1837 to 1841 Martin Van Buren dollar coin error
(2008) 1837 to 1841 Martin Van Buren dollar coin, satin finish, missing edge lettering
The Mint faced recurring problems with inscribing the edges of its Presidential dollar coins. As a result, a small number were issued with the lettering absent. And amongst those were Van Buren dollars.
The edge lettering should have been applied by a device called a Schuler edge lettering machine. But some of the satin finish coins missed this part of the process and have plain edges as a result. And without a mint mark, it’s impossible to say whether they were struck in Denver or Philadelphia.
The value of one of these error coins depends on its quality and condition. An example graded SP60 is valued by the PCGS at $22. That rises to $80 at SP65, and $250 at SP67.
But the finest known examples are graded SP68. The PCGS has certified almost 50 of those, and values them at $400 apiece.
You can see an example of a Martin Van Buren dollar with missing edge lettering in this YouTube video from Isaac G. Abarca.
2008 P 1837 to 1841 Martin Van Buren, Position A, weak edge lettering
The edge lettering problems didn’t always result in the coins missing the Schuler machine entirely. Sometimes the strike was simply weak. And that was the case for some of the Van Buren dollars struck in Philadelphia, with the lettering in Position A.
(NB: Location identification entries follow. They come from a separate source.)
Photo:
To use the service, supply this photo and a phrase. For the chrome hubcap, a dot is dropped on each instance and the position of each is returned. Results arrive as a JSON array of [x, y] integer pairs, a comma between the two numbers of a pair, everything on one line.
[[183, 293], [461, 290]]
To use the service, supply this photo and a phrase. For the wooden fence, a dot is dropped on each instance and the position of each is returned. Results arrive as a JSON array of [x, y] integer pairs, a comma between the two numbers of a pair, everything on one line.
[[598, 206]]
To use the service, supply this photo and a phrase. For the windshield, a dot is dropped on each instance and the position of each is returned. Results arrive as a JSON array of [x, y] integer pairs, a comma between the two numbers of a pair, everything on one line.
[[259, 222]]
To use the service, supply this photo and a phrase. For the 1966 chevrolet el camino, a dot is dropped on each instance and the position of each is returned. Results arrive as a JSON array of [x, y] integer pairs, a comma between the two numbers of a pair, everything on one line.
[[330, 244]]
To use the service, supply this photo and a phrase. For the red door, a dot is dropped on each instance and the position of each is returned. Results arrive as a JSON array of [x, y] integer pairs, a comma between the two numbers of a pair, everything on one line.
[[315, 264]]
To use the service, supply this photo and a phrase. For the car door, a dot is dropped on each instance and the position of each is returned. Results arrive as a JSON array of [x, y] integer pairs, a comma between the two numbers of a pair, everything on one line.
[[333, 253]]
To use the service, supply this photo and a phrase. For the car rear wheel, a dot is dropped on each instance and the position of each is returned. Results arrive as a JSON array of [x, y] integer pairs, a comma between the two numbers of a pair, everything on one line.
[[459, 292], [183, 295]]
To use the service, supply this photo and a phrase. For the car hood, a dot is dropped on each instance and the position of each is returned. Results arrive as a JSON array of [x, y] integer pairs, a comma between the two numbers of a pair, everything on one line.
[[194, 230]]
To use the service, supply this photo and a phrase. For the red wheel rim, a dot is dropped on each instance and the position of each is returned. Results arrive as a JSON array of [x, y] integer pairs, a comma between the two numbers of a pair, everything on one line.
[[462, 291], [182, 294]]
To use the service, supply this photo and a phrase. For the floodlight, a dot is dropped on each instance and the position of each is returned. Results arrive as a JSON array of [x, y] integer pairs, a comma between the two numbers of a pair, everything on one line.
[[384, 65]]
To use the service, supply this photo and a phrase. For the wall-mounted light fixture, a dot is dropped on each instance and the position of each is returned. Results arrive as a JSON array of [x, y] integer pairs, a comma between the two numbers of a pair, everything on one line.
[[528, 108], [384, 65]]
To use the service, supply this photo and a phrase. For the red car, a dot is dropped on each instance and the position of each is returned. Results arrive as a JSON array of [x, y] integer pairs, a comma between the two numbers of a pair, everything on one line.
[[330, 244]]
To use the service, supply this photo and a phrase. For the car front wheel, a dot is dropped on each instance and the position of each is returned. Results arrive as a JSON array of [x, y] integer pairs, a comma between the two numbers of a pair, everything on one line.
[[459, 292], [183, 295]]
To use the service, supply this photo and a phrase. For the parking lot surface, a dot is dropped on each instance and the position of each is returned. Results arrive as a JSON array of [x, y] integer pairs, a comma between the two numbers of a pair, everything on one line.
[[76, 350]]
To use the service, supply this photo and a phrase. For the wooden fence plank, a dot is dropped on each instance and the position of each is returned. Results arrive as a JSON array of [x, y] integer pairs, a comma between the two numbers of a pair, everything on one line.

Values for these start at about $20 for an example graded SP63. The finest known coins with this error are graded SP66, and are valued by the PCGS at around $200.
How much is a dollar coin from 1841 worth?
The dollar coins issued in 1841 feature the image of a seated Lady Liberty on the reverse. If your coin has the image of a Statue of Liberty instead, it’s one of the later Presidential dollar coin series. Another giveaway of the modern coins is that they’re gold in color, not silver.
If you have a gold-colored coin, the date refers to the term of office of the relevant President. The presidency changed hands in 1841, so this could be either Martin Van Buren or William Henry Harrison. Look for the name above the portrait on the obverse.
If your dollar coin really does date from 1841, it could be worth anything from $300 upwards. And the finest quality example, graded MS65+ by the PCGS, is currently valued at a whopping $125,000.
Is the Martin Van Buren dollar coin worth anything?
The modern coins featuring Martin Van Buren have much more modest values. Circulated coins are worth only a dollar, and even mint state examples at most grades don’t exceed $10.
But if you have a coin with an interesting error, or a high quality “best in class” example, it will be worth much more. Prices can reach many hundreds of dollars for collectable coins.